Salomon’s new Addikt Pro on-piste carving ski uses technology from the company’s racing range to deliver the feeling of carving the perfect turn to more skiers.

A Slalom-inspired ski with a radical racing design, the Addikt Pro incorporates Salomon’s iconic racing flag in its top sheet to subtly pay homage to the company’s rich racing history. Available in greater numbers in the fall of 2023, the ski is engineered to combine high-performance technologies with the forgiveness qualities needed to make on-piste turns more, well, addictive.

Each Addikt ski also features a unique sidewall colour design created from a new construction technique that utilizes recycled material (details below).  


Whether making sharp, short turns or arcing longer, faster turns with stability, the Addikt Pro is extremely agile and playful thanks to its 66mm slalom sidecut. From Salomon’s World Cup winning fleet of race skis, the Addikt Pro utilizes Salomon’s proven Blade technology, which fuses flexible polymer pads in the Titanium layer that make the ski easier to bend so skier’s enjoy powerful turns longer. To add a layer of support to the ski, Salomon developed the Addikt-exclusive Motion Tail technology, which increases tail flexibility by 5% to create a more forgiving yet responsive all-day ski. The Addikt Pro’s sibling, the Addikt ski, will be hitting stores in the fall of 2023, when both skis will be more widely distributed.

Waste material created by the ski production process was collected, recycled, and re-used in the sidewall construction of the Addikt range.

Salomon’s winter sports designers and R&D team members also found a way to reduce the Addikt Pro’s environmental impact by using fully recycled ABS sidewalls in the ski constriction (watch video). This design represents a completely new way for the company to processes factory ABS waste. The multi-coloured sidewalls of the Addikt skis represent a deep shift in how designers and product developers at Salomon look at and use waste to create a unique aesthetic from a consumer perspective.

The recycled sidewalls are the result of a project born from a design exploration into how to valorise raw materials—how to find value in waste materials through their aesthetic appearance. To do so, designers took excess ABS chips that were left-over from the ski sidewall production process and put them into a thermal-compression machine. This allowed the designers to choose the graphic aspect of the multi-coloured chips and create a design using them.  


“In the future, the aesthetic codes will change because materials and resources will change,” says Sylvain Merlin, a designer in Salomon’s winter sports department. “Initially, this was a project of design exploration, so we did not include the constraints of development, industrialization or technical usage.”

Now, what began as a test in Salomon ski prototype centre at the company’s Annecy Design Centre, has been fully implemented in the factory and into the Addikt range less than two years later.  

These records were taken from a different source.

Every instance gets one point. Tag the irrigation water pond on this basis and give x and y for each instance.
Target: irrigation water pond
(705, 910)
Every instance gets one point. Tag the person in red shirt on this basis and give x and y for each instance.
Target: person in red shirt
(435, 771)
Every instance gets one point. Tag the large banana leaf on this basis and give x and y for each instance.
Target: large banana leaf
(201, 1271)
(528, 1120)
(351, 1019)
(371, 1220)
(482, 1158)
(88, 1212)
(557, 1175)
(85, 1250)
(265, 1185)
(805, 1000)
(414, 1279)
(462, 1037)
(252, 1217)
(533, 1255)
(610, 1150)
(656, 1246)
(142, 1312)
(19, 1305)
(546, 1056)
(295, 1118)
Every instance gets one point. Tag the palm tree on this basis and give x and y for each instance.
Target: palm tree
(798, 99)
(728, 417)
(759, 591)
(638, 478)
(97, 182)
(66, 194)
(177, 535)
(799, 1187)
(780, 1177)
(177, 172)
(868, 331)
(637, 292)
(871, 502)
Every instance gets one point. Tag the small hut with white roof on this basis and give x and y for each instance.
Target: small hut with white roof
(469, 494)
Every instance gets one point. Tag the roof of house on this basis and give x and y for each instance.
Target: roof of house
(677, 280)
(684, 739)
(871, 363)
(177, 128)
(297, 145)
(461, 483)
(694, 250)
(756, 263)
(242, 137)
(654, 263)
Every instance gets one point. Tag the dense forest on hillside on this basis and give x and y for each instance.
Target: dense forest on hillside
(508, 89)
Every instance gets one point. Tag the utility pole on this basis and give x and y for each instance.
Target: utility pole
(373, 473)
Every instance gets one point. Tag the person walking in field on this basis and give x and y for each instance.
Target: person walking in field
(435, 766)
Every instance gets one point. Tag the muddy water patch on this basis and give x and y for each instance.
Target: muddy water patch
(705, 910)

“The sidewalls of the Addikt Pro and Addikt skis do not come from virgin, oil-based plastics, but from the material waste of our own production,” said Arnaud de Mondenard, Alpine Ski R&D Manager for Salomon. “When we mill any ski sidewall, 40 to 50% of the material consumed goes to the trash bin as chips. For the Addikt and Addikt Pro skis, these chips are collected, re-fused and turned into a new sidewall. Performance characteristics remain un-changed and waste is reduced by almost half.”


“Depending on the kind of skis produced before, Addikt sidewalls will show different random colours—varying from black to orange to yellow to green,” Arnaud says. “We’ll sometimes have various colours between two pairs, even within a pair, or in between the two sides of one ski.”


There were also improvements made on energy consumption during the Addikt manufacturing process after the team performed a lifecycle analysis on the MTN range of touring skis and implemented changes.


“In the moulding process of the Addikt Pro ski, we reduced the energy needed to press the ski by almost half compared to previous S/MAX ski models,” Arnaud explains. “The beauty of this company and this ski R&D team here in Annecy is we are able to test crazy things in our prototype centre and then transform them to scale in our factories.”